# Synchroniser Rappels et Google Calendar ?



## bonloi (20 Octobre 2012)

Bonjour,

D'après le site Apple, il est possible de synchroniser l'application Rappels avec Google Calendar.
Cependant cela ne fonctionne pas malgré l'intégration de mon compte Gmail dans les préférences de cette application.

Auriez-vous une solution, svp? Merci d'avance.

Bonloi.


----------



## bompi (20 Octobre 2012)

Pour l'instant je n'ai pas vu de possibilités de faire ça simplement. Je ne pense pas que ça marche, de fait.


----------



## andr3 (20 Octobre 2012)

J'ai vu, lors de la sortie de ML, que Rappels est compatile avec les tâches de Gmail mais je n'ai jamais eu confirmation.

Pour le savoir, il faudrait qu'un dompteur du Lion des Montagnes fasse le test et nous donne sa réponse.
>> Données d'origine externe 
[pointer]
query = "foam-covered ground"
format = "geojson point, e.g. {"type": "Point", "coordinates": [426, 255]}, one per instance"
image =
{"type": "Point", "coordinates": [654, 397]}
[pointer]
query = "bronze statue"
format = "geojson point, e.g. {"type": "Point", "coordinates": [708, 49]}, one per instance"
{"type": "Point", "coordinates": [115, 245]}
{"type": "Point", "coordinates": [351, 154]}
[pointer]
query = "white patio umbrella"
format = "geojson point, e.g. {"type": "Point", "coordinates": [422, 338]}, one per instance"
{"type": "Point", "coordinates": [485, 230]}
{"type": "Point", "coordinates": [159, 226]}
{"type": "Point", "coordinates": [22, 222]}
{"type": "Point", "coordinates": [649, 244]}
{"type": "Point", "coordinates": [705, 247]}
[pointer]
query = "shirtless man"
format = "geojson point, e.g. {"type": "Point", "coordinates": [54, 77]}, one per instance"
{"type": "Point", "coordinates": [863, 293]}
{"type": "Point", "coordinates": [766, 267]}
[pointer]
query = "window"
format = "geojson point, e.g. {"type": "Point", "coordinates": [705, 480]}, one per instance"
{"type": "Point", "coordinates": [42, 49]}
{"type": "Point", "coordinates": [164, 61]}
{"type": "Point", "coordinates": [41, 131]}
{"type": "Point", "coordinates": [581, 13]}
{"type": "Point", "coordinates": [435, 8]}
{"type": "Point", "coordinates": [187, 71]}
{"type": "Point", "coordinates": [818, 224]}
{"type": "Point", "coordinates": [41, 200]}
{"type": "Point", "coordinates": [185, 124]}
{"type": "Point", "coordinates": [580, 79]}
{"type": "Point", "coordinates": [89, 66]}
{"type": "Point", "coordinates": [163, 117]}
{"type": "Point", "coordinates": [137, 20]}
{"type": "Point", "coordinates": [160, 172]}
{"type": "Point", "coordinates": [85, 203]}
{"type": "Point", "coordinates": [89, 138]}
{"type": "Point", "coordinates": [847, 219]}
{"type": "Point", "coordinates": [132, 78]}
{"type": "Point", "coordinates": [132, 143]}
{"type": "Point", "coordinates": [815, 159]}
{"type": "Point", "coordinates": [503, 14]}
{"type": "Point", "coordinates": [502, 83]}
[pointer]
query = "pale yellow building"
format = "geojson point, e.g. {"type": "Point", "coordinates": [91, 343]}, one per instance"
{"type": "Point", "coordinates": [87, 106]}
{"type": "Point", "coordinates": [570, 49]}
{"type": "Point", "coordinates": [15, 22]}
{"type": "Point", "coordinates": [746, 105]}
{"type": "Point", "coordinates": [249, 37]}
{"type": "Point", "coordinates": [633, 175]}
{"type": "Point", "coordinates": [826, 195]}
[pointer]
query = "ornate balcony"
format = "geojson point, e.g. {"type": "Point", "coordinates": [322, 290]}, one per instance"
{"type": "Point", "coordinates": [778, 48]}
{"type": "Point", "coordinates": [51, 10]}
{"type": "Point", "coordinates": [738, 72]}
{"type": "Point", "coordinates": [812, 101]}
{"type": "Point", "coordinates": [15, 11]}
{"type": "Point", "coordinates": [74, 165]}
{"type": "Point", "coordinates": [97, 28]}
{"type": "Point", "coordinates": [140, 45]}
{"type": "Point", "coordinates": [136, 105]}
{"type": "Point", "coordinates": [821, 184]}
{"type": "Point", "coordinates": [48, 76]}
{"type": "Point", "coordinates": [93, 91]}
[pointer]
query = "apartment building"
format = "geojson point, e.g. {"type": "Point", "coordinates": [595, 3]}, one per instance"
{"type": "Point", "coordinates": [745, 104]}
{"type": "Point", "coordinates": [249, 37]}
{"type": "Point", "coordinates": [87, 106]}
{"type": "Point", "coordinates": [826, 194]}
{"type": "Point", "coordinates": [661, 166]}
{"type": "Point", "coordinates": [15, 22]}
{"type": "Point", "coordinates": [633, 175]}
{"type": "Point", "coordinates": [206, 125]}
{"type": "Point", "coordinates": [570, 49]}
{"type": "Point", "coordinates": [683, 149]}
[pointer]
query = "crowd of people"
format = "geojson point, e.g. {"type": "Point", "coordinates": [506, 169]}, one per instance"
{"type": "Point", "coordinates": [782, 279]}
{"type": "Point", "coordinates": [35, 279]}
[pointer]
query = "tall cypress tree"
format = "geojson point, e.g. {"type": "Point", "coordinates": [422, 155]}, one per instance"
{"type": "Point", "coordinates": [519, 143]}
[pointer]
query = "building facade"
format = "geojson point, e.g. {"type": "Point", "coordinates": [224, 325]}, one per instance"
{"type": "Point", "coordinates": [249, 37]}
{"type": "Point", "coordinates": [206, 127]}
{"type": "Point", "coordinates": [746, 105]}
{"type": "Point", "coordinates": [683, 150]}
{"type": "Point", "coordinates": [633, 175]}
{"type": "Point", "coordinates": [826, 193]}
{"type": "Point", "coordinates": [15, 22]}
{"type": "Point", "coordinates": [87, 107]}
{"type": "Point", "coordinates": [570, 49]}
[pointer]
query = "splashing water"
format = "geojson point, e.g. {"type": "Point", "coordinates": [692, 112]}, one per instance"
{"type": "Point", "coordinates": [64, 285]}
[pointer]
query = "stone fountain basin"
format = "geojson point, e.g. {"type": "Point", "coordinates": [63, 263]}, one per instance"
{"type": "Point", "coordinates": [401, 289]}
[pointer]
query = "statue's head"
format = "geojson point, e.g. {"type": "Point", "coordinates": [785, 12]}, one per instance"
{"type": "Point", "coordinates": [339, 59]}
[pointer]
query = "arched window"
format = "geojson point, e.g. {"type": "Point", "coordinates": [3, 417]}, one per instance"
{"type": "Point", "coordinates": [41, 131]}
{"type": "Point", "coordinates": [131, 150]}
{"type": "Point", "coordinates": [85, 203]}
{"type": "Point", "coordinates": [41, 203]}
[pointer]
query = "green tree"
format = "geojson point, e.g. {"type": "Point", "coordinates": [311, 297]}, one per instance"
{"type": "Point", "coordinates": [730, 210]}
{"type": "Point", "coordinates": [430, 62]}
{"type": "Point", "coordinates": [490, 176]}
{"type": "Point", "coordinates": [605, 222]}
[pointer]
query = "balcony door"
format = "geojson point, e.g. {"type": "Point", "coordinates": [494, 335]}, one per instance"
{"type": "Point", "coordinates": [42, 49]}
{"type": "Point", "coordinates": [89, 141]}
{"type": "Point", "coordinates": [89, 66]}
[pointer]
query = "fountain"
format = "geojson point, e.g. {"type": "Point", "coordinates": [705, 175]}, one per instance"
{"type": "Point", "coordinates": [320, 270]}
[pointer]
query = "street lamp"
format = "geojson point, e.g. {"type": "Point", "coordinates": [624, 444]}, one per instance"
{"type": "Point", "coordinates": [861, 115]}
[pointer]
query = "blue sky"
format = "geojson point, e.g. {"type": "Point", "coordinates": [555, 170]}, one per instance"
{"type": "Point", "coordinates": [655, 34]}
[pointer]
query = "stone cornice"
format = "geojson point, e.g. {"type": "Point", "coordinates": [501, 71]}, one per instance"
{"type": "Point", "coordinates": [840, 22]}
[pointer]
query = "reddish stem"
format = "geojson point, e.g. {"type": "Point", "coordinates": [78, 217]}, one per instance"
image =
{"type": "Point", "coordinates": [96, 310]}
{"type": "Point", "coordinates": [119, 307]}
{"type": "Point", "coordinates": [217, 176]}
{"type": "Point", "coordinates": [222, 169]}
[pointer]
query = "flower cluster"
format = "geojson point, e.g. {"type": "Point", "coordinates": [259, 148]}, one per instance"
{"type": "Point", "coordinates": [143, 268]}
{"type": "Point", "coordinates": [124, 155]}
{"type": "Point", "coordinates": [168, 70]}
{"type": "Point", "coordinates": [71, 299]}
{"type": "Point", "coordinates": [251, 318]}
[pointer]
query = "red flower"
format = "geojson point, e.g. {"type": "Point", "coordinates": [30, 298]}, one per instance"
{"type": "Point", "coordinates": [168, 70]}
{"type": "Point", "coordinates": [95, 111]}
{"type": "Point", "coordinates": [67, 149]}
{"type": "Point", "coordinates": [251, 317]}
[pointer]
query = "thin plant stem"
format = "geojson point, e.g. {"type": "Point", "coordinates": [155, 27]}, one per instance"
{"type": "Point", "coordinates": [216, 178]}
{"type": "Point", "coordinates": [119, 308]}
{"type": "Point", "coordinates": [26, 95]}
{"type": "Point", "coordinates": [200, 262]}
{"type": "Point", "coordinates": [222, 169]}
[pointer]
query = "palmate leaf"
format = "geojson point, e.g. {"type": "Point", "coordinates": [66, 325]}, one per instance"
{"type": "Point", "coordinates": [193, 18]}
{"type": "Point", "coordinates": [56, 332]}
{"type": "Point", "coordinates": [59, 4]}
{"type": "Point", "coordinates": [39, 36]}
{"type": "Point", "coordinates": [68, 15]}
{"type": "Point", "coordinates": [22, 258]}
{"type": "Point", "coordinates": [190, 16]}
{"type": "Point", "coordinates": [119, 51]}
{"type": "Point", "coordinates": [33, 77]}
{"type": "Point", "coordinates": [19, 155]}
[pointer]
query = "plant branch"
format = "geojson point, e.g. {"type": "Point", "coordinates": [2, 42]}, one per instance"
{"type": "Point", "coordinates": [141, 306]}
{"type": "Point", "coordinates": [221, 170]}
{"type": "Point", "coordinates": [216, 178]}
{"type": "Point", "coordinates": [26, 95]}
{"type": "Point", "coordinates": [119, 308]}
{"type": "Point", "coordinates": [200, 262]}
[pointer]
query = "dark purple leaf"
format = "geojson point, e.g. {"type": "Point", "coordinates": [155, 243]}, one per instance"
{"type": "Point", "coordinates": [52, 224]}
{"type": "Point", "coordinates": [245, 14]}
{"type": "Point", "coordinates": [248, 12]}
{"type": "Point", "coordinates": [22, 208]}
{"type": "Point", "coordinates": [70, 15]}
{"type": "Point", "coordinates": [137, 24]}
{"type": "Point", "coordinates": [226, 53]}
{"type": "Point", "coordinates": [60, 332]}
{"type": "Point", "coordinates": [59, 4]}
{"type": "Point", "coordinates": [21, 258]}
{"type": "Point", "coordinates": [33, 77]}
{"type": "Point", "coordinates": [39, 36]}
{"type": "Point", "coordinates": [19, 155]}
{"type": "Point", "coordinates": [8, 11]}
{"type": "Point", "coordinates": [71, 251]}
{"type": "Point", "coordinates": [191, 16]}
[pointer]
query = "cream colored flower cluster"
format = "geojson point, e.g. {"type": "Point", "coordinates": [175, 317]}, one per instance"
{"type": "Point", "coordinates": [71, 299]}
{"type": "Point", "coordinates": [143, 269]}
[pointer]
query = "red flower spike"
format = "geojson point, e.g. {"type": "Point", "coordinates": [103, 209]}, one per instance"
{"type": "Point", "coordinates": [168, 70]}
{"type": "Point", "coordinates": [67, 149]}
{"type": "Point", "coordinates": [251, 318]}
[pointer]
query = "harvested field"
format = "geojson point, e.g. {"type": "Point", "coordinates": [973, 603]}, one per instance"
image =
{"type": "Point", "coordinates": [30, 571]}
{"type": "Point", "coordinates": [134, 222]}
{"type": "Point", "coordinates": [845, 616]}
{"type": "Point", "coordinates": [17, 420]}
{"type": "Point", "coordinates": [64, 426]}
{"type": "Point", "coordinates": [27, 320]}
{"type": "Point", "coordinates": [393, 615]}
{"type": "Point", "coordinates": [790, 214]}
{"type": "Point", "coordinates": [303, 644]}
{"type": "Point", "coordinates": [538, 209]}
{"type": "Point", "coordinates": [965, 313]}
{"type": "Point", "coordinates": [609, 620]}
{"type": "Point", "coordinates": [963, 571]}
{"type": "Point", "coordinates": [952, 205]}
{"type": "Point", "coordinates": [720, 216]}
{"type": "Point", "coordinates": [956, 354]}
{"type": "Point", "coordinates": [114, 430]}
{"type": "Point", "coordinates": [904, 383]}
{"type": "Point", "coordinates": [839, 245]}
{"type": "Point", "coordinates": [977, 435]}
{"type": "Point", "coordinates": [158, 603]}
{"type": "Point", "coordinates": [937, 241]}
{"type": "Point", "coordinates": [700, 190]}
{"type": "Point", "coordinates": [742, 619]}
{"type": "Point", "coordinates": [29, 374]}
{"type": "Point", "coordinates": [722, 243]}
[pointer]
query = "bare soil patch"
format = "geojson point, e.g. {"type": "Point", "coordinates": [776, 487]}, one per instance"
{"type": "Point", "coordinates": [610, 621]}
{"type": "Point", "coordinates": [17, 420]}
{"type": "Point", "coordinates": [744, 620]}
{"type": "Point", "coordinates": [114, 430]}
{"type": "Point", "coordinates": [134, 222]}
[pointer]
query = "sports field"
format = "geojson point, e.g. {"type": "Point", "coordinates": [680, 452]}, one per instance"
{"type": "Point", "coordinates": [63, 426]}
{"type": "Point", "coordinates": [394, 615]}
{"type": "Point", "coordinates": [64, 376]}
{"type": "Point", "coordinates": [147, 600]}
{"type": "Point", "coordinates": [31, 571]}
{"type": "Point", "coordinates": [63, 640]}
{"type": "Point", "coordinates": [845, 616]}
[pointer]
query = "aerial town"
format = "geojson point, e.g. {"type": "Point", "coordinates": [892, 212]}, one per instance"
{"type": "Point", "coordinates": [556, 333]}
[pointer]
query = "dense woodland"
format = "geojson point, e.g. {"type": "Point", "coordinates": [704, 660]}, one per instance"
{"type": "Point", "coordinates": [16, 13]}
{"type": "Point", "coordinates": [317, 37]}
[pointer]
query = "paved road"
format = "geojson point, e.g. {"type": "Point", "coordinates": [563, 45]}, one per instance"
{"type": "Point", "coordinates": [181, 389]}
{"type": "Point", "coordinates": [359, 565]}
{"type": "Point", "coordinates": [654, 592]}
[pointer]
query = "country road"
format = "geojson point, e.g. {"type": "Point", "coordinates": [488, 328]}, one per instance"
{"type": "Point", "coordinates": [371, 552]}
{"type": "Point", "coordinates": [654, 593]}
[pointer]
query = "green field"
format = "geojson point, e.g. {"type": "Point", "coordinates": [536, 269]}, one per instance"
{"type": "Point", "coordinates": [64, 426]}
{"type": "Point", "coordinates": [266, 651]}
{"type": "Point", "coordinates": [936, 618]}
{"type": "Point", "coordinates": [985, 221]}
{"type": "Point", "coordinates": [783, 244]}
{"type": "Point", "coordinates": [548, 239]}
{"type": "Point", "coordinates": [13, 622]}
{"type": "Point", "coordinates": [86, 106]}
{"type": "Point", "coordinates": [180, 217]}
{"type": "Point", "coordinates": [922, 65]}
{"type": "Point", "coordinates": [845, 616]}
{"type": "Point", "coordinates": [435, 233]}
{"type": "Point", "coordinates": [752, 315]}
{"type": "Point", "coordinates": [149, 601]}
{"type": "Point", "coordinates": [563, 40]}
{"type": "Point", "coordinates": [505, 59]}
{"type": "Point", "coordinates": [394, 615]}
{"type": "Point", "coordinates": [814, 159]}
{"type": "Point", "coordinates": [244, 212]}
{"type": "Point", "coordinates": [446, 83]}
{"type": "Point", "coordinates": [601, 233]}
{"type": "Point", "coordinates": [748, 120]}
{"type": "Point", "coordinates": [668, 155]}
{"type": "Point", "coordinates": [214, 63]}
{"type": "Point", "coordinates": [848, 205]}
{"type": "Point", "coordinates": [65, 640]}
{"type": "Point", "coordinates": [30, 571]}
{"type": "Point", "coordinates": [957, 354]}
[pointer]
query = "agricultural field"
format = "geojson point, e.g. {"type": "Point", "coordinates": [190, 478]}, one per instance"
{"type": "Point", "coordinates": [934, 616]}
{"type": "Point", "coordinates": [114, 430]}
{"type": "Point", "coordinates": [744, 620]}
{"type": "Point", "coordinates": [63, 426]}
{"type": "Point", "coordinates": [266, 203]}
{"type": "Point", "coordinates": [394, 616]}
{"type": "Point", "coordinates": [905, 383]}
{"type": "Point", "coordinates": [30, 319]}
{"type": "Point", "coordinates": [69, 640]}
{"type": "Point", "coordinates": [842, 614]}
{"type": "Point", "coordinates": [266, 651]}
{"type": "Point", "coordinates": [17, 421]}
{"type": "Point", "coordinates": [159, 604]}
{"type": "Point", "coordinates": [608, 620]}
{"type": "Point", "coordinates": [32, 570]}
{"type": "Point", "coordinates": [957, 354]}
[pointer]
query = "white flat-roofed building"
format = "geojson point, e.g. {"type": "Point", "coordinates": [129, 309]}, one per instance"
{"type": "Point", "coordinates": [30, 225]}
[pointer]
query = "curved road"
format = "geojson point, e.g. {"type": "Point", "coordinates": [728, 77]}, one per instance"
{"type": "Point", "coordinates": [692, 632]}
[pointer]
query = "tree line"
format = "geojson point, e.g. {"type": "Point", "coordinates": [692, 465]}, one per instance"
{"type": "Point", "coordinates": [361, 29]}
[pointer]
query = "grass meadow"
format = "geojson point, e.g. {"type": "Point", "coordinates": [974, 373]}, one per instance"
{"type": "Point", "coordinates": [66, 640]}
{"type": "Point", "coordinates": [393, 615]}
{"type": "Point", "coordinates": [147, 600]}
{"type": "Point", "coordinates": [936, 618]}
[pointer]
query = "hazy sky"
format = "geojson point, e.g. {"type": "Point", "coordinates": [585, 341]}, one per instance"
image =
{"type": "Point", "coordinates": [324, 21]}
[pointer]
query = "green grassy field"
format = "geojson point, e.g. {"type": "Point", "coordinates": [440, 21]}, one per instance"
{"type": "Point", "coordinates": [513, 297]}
Appel est lancé aux MListes ...


----------



## lolipale (22 Octobre 2012)

Bonjour,

La réponse d'Apple est sans appel.
Elle est *ici*.

Bonne journée
Cordialement


----------



## andr3 (22 Octobre 2012)

lolipale a dit:


> Bonjour,
> 
> La réponse d'Apple est sans appel.
> Elle est *ici*.
> ...



En espérant un éventuel changement de politique à l'avenir de la part d'Apple ... Ou la magie d'un développeur de génie qui bidouillerait un service de synchronisation.


----------



## bonloi (25 Octobre 2012)

Merci pour vos réponses plus rapides que la mienne!
En fait je me suis fié à çà:

http://www.apple.com/fr/osx/whats-new/features.html#reminders   (cf. paragraphe Comptes multiples)


----------



## Mac*Gyver (12 Mars 2013)

bonsoir,

je relance le sujet car si Rappels est bien synchronisable via un compte google (cf vos liens ou bien http://www.osxfacile.com/rappels.html) sur Mountain Lion sans problemes.
Par contre, je n'arrive pas a configurer la meme chose du coté de mon iphone sur IOS6.

Savez vous comment faire ?
L'option Rappels n'apparait pas dans le compte google (seul courrier, calendrier et notes sont dispo dans les Reglages de comptes)

merci


----------